Gesucht wird fast überall. Man muss nur belastbar, flexibel und kundenorientiert sein. In Läden und gastronomischen Betrieben sucht eigentlich immer jemand einen Zusteller. Apotheken suchen ebenfalls. Supermärkte liefern heute schon nach Hause – man darf davon ausgehen, dass dieser Bereich bald noch großräumiger erschlossen wird. Und die Deutsche Post sucht ohnehin ohne Unterlass neue Kollegen.
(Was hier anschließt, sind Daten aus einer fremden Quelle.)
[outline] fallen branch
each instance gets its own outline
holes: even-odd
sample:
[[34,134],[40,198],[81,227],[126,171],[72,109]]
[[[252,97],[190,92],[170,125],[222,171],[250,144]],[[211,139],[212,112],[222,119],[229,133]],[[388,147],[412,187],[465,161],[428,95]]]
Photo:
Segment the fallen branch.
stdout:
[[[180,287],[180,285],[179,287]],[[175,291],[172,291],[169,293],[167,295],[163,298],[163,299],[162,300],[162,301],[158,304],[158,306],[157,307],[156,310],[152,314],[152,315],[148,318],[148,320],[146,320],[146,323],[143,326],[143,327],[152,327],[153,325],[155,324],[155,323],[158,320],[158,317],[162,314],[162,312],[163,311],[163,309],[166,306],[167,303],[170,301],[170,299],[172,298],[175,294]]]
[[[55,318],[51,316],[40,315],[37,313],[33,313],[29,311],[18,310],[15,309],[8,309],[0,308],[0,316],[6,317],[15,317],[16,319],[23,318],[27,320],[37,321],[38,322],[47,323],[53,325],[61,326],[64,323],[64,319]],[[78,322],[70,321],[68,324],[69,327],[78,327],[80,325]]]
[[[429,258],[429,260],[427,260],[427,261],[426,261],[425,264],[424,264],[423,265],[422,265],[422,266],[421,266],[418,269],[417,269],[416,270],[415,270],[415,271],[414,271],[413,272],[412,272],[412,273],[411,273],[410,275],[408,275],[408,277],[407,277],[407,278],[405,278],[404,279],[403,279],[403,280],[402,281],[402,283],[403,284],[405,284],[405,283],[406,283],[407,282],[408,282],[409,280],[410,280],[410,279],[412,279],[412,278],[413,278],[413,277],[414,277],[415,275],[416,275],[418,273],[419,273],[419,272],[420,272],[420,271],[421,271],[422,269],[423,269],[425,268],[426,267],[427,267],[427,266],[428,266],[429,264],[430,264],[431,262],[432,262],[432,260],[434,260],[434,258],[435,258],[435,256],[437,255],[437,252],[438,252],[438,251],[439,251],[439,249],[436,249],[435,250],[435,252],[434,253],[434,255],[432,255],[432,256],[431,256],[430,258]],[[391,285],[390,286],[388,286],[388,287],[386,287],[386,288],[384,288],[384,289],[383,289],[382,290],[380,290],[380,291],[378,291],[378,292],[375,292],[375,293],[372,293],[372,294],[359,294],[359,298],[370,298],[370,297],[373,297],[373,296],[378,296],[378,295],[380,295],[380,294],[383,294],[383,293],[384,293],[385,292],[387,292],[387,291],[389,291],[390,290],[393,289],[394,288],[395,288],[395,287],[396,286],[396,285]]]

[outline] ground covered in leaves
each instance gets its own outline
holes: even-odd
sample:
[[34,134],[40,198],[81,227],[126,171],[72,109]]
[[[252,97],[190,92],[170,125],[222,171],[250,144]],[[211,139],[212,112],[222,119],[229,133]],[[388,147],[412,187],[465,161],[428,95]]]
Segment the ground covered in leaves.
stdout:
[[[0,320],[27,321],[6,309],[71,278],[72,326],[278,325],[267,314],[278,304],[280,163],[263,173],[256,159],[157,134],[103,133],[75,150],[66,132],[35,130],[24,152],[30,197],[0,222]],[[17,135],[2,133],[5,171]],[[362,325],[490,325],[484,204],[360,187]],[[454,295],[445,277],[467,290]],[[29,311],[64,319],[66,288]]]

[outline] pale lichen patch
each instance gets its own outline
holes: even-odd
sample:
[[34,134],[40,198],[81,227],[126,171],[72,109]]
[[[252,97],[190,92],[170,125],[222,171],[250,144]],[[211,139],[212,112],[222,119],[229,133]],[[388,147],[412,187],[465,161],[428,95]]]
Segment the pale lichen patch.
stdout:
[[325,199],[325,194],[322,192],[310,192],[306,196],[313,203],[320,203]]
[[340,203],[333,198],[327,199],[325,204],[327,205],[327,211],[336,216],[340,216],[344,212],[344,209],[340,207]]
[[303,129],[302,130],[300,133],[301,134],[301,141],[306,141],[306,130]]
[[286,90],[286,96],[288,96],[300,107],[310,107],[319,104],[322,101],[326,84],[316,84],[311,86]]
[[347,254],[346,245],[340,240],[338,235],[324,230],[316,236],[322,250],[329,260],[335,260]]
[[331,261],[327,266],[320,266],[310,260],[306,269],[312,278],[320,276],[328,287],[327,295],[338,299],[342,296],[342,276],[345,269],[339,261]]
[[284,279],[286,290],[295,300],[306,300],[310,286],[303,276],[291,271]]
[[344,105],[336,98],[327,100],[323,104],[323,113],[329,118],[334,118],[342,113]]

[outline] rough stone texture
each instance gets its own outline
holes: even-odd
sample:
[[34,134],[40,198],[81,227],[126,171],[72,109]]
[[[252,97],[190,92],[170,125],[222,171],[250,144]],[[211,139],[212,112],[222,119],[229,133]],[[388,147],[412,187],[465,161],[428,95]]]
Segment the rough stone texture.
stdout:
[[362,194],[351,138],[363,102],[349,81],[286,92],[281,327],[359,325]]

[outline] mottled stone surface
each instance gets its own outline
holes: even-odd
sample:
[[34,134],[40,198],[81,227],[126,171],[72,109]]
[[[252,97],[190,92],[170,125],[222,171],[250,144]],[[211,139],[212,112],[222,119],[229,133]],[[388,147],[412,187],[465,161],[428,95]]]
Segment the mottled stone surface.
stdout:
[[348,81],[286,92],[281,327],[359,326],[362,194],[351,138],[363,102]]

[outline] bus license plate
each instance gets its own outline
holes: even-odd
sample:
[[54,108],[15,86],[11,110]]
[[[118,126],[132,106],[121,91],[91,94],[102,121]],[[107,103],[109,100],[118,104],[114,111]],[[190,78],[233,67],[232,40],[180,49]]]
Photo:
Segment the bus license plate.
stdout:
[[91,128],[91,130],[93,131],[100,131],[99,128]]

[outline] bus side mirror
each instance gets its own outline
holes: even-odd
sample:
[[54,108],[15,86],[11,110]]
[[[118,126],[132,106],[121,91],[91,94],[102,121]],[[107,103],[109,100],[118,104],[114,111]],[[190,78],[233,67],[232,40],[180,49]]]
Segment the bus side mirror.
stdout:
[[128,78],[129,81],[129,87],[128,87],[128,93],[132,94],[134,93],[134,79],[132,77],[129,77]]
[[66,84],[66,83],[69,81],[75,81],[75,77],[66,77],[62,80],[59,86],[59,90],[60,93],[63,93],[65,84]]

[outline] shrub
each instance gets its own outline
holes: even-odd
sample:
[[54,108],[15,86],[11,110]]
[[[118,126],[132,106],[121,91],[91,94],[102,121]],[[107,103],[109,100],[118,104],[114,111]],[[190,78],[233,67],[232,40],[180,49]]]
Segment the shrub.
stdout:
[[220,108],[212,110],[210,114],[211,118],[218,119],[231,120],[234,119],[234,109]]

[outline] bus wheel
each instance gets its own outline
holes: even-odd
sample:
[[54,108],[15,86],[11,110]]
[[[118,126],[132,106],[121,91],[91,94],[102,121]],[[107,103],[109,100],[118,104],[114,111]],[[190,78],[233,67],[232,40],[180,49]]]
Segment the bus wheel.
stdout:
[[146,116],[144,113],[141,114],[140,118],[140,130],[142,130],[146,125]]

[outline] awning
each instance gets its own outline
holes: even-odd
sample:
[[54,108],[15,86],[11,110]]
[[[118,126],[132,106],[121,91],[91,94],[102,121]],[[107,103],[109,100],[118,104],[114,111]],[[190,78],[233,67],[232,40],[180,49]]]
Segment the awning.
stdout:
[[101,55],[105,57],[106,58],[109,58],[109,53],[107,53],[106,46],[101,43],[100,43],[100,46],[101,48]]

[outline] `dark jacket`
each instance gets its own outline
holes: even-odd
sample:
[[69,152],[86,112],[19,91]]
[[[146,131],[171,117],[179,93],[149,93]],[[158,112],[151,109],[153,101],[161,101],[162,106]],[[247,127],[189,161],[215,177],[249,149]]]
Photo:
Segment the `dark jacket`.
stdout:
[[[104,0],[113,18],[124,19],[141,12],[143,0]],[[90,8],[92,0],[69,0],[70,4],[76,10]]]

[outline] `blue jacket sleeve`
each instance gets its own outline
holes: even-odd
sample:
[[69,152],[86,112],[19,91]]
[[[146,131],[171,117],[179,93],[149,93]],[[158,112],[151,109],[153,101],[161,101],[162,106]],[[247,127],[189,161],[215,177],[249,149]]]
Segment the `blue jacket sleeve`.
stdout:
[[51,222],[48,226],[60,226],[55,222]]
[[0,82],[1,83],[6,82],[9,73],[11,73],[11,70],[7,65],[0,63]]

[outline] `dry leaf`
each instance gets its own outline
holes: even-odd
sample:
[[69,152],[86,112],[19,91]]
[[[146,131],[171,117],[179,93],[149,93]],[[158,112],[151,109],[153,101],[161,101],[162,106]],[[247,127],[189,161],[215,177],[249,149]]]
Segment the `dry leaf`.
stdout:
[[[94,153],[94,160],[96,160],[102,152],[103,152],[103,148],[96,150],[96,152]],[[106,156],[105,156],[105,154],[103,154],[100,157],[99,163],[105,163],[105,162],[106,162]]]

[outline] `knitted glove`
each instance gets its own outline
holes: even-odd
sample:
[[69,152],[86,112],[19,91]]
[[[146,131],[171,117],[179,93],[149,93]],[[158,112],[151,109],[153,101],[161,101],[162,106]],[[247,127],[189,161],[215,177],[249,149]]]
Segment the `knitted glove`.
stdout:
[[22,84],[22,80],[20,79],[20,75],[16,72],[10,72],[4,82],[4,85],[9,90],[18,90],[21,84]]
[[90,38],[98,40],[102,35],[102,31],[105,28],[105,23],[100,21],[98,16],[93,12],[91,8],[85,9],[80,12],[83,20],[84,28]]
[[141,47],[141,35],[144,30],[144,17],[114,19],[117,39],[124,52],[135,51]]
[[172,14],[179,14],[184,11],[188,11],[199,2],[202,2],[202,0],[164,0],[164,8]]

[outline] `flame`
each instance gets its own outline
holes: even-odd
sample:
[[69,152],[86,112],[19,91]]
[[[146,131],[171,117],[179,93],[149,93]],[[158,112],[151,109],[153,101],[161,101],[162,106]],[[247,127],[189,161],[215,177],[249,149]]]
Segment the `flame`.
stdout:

Und dennoch, obwohl die Branche boomt, ein regelrechtes Jobwunder im Gange ist: Arbeitnehmer profitieren von diesem Goldrausch überhaupt nicht. Das ist der dramatische Unterschied zwischen dem Wirtschaftswunder einst und dem, was man uns heute als neues Wunder verkaufen möchte: Damals verbesserte sich die Lage der Arbeitnehmer durchaus. Die Belegschaften profitierten von der guten wirtschaftlichen Situation. Die heutige Variante des vermeintlich Wundersamen separiert allerdings die Auftragslage und die Angestellten. Oft wird die Auftragssituation durch Dumping forciert, wobei der Aufschwung ganz sicher nicht bei denen, die die Arbeit verrichten, ankommen kann.

Nette Aussichten, die da im Spiegel zu lesen waren. Aber die Arbeitskraftknappheit erzeugt in unserer Sparflammenökonomie nicht zwangsläufig eine Umkehrung der Machtverhältnisse zugunsten derer, die ihre Arbeitskraft als Ressource feilbieten. In der Lieferbranche kann man das seit Jahren beobachten. Das Wachstum hat eine Lieferantenknappheit erzeugt, aber besser geht es den Lieferanten deshalb noch lange nicht. Knappheit ist kein Selbstläufer. Pflegeberufene könnten übrigens auch ein Lied davon singen – nachdem sie sich abends völlig ausgebrannt eine Pizza ans Sofa haben bringen lassen.